PGM V8 - piekielnie mocny motocykl z Australii
Jednoznaczne określenie, który seryjnie produkowany motocykl jest najmocniejszy na świecie, jest mocno kłopotliwe. Jednym z pretendentów do tego tytułu jest australijski PGM V8, któremu zapasu mocy zdecydowanie nie brakuje.
Jakimi kryteriami powinniśmy się kierować, próbując wskazać najmocniejszy seryjnie produkowany motocykl? Pierwszym przykładem, który przychodzi do głowy fanom ekstremalnych osiągów jest amerykański MTT Y2K. Tylko czy uznawać jego turbinę gazową, napędzającą na co dzień helikoptery, za "pełnoprawny" silnik motocyklowy?

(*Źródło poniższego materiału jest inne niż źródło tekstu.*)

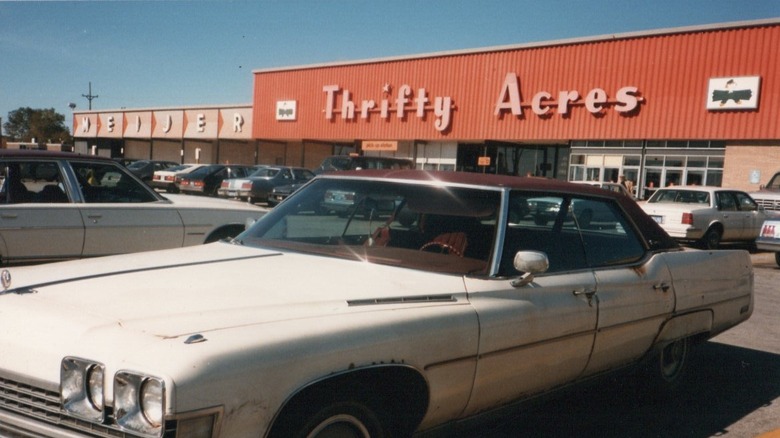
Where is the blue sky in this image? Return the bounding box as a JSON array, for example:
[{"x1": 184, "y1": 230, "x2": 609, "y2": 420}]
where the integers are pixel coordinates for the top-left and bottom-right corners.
[{"x1": 0, "y1": 0, "x2": 780, "y2": 137}]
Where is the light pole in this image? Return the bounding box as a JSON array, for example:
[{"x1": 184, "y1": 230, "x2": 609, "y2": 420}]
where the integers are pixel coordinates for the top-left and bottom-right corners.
[{"x1": 82, "y1": 81, "x2": 98, "y2": 111}]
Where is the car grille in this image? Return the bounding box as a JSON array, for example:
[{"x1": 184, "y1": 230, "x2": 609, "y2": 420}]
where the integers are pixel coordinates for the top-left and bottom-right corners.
[
  {"x1": 0, "y1": 377, "x2": 176, "y2": 438},
  {"x1": 754, "y1": 198, "x2": 780, "y2": 211}
]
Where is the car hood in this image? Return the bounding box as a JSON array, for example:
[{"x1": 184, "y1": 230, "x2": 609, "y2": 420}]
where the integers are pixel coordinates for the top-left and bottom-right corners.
[{"x1": 0, "y1": 242, "x2": 464, "y2": 356}]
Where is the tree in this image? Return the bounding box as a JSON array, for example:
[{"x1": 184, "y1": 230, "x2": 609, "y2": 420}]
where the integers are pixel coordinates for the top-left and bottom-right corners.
[{"x1": 3, "y1": 107, "x2": 72, "y2": 143}]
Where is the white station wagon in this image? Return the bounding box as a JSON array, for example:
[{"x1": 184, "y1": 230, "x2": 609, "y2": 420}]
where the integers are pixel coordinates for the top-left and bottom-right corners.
[
  {"x1": 641, "y1": 186, "x2": 766, "y2": 249},
  {"x1": 0, "y1": 150, "x2": 266, "y2": 263},
  {"x1": 0, "y1": 170, "x2": 753, "y2": 438}
]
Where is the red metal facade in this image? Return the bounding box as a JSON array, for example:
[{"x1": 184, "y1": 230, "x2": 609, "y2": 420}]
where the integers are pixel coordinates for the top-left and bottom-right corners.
[{"x1": 253, "y1": 23, "x2": 780, "y2": 141}]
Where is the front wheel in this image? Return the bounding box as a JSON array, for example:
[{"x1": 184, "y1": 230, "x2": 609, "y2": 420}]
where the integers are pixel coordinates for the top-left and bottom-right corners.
[{"x1": 276, "y1": 401, "x2": 386, "y2": 438}]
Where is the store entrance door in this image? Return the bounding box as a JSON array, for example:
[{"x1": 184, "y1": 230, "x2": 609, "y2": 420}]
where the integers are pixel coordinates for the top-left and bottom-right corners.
[{"x1": 457, "y1": 142, "x2": 568, "y2": 178}]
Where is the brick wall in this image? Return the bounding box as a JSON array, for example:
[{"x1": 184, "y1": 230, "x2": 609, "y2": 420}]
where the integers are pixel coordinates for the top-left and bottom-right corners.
[{"x1": 723, "y1": 142, "x2": 780, "y2": 192}]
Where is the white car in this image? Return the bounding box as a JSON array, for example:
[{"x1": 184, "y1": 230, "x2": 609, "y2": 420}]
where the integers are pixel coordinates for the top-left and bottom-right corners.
[
  {"x1": 0, "y1": 150, "x2": 265, "y2": 263},
  {"x1": 0, "y1": 170, "x2": 753, "y2": 438},
  {"x1": 641, "y1": 186, "x2": 766, "y2": 249},
  {"x1": 149, "y1": 163, "x2": 205, "y2": 193}
]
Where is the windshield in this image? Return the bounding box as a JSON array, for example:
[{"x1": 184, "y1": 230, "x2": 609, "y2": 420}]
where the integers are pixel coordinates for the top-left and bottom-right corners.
[
  {"x1": 249, "y1": 167, "x2": 279, "y2": 178},
  {"x1": 237, "y1": 179, "x2": 501, "y2": 274},
  {"x1": 127, "y1": 161, "x2": 149, "y2": 169}
]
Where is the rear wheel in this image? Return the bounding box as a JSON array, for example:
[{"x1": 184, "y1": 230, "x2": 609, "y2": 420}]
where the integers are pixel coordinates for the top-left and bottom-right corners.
[
  {"x1": 274, "y1": 400, "x2": 387, "y2": 438},
  {"x1": 648, "y1": 338, "x2": 691, "y2": 394},
  {"x1": 701, "y1": 228, "x2": 721, "y2": 249}
]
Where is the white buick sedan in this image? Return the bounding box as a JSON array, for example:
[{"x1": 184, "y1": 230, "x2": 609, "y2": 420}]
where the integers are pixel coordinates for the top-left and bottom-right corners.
[
  {"x1": 641, "y1": 186, "x2": 766, "y2": 249},
  {"x1": 0, "y1": 150, "x2": 265, "y2": 263},
  {"x1": 0, "y1": 170, "x2": 753, "y2": 438}
]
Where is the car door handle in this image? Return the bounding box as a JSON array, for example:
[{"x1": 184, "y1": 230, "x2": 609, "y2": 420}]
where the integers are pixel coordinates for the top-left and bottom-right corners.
[
  {"x1": 571, "y1": 288, "x2": 596, "y2": 297},
  {"x1": 653, "y1": 281, "x2": 671, "y2": 292},
  {"x1": 571, "y1": 288, "x2": 596, "y2": 307}
]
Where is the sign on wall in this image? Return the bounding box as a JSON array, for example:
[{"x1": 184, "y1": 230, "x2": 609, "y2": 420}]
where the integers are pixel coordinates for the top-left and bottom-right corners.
[
  {"x1": 707, "y1": 76, "x2": 761, "y2": 111},
  {"x1": 276, "y1": 100, "x2": 298, "y2": 121}
]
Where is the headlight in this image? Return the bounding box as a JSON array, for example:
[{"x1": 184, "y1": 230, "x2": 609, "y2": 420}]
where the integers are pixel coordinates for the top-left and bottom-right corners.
[
  {"x1": 60, "y1": 357, "x2": 105, "y2": 422},
  {"x1": 114, "y1": 371, "x2": 165, "y2": 436}
]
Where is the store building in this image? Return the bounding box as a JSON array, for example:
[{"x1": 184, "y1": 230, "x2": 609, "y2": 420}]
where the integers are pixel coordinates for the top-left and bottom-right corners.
[{"x1": 74, "y1": 19, "x2": 780, "y2": 197}]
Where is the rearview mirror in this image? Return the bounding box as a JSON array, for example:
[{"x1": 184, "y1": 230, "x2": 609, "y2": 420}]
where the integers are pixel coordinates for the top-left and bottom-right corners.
[{"x1": 512, "y1": 251, "x2": 550, "y2": 287}]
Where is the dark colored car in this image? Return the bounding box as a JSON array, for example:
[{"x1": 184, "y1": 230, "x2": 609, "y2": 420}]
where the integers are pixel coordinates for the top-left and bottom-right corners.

A może grubo przerośnięty Boss Hoss z ośmiolitrową jednostką prosto z muscle cara? Jeśli skupimy się wyłącznie na klasycznych silnikach i wciąż "motocyklowych" rozmiarach pojazdu, mocnym kandydatem będzie bestia z Antypodów - PGM V8.
Do napędu tego motocykla użyto zbudowanej od podstaw, dwulitrowej jednostki V8 o kącie rozwarcia cylindrów 90 stopni. Dostarcza ona 334 KM mocy oraz 214 NM momentu obrotowego. Dodajmy do tego 242 kg w pełni zatankowanego i zalanego odpowiednimi płynami pojazdu, a stosunek mocy do masy robi się wyjątkowo interesujący. Producent nie podaje prędkości maksymalnej, określa ją tylko lakonicznym "na ile starczy odwagi". PGM V8 jest motocyklem typu naked bike, więc osiągnięcie jej rekordowych wartości może być problematyczne. Cały urok tego motocykla zawiera się jednak w czasie przyśpieszania od zera i porównywalny jest chyba tylko z katapultą dla samolotów na lotniskowcu.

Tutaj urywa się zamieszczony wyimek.